From the lab to the clinic with a novel therapy for spinal cord and brain injury

Short description of Prof. Schwab's talk topic:
As a by-chance observation, a membrane protein was found in spinal cord and brain tissue which strongly inhibits the growth and regeneration of nerve fibers. Neutralization of this protein by antibodies enhanced regeneration of injured nerve fibers in the rat spinal cord and brain, as well as recovery of lost functions. Development and optimization of a human antibody against human Nogo-A required the close collaboration with biotech companies. The subsequent steps of clinical trial planning and the conduction of a Phase 1 and the decisive proof-of-concept Phase 2 clinical trial was based on the collaboration with dedicated clinical colleagues at Balgrist University Hospital and a multinational European network of leading spinal cord injury centers. Anti-Nogo-A antibodies are currently in a clinical Phase 2 trial in tetraplegic acute spinal cord injured patients.
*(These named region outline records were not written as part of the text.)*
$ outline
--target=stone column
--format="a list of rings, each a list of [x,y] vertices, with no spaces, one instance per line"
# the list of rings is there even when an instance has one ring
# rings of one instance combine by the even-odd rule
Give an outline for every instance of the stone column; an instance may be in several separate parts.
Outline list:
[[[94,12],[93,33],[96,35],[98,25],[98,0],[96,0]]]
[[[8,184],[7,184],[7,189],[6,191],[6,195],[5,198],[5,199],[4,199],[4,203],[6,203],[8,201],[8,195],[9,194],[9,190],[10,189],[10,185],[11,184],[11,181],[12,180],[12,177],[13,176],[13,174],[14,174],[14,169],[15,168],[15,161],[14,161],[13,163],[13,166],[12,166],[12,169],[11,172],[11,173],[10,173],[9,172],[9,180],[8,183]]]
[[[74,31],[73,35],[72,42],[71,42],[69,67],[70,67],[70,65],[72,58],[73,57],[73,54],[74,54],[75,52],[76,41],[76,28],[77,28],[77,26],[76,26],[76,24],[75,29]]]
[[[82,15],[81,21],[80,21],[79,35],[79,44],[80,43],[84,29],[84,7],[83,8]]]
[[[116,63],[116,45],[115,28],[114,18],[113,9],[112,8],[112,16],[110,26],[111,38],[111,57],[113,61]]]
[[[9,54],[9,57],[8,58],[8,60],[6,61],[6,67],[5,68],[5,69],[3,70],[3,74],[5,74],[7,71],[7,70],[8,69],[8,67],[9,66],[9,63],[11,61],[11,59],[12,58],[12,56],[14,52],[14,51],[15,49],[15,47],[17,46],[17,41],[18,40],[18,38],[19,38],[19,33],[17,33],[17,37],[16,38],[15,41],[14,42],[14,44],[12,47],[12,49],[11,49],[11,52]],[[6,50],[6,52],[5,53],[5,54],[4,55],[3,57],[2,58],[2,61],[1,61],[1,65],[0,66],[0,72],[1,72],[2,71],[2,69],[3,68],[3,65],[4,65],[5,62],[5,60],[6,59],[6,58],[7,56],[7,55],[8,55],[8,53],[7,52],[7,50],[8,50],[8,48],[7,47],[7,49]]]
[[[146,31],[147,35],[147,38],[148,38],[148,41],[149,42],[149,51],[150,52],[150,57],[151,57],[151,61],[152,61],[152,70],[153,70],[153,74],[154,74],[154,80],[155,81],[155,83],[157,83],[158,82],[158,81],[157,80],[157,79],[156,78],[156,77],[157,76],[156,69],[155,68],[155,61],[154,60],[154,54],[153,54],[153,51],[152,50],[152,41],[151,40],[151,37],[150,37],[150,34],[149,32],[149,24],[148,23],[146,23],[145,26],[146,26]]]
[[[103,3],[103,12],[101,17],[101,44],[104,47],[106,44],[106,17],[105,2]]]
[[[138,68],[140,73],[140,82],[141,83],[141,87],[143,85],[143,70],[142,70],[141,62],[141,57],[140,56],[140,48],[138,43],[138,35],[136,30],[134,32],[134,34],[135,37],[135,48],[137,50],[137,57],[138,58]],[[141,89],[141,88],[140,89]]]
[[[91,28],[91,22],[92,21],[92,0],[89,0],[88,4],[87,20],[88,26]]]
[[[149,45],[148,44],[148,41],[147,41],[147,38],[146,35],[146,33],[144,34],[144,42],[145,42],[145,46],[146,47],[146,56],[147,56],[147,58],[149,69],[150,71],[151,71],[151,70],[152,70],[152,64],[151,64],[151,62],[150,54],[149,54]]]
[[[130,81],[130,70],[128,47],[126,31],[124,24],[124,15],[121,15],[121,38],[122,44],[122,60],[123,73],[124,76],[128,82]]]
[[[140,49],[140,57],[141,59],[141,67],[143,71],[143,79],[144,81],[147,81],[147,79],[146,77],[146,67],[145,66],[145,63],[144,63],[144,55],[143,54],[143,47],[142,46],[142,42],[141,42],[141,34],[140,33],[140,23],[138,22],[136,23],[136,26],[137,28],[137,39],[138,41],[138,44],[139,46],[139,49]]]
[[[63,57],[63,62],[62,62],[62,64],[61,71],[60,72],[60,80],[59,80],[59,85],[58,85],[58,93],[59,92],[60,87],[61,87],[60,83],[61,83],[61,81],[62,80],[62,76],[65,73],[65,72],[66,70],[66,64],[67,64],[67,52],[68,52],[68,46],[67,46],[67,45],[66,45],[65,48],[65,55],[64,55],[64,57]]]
Martin E. Schwab is Professor of Neuroscience at the Institute for Regenerative Medicine of the University of Zurich, em.Prof. at the Dept. of Health Sciences and Technology of ETH Zurich, and founder and President of the UZH spin-off company Novago Therapeutics Inc. He studied biology in Basle, was postdoc at Harvard Medical School and the Max-Planck Institute of Psychiatry (Munich) before joining the Brain Research Institute of the University of Zurich as professor and co-director in 1985. His research focuses on the mechanisms of structural and functional plasticity and repair of the injured brain and spinal cord. He pioneered the concept of specific inhibitors of neurite growth as a cause of the absent regeneration of injured fiber tracts in the brain and spinal cord. With his group he isolated the membrane protein Nogo-A and showed that Nogo-A neutralization leads to fiber regeneration, enhanced plasticity and functional recovery after spinal cord or brain injuries in adult rats and monkeys. These results led to currently on-going clinical trials.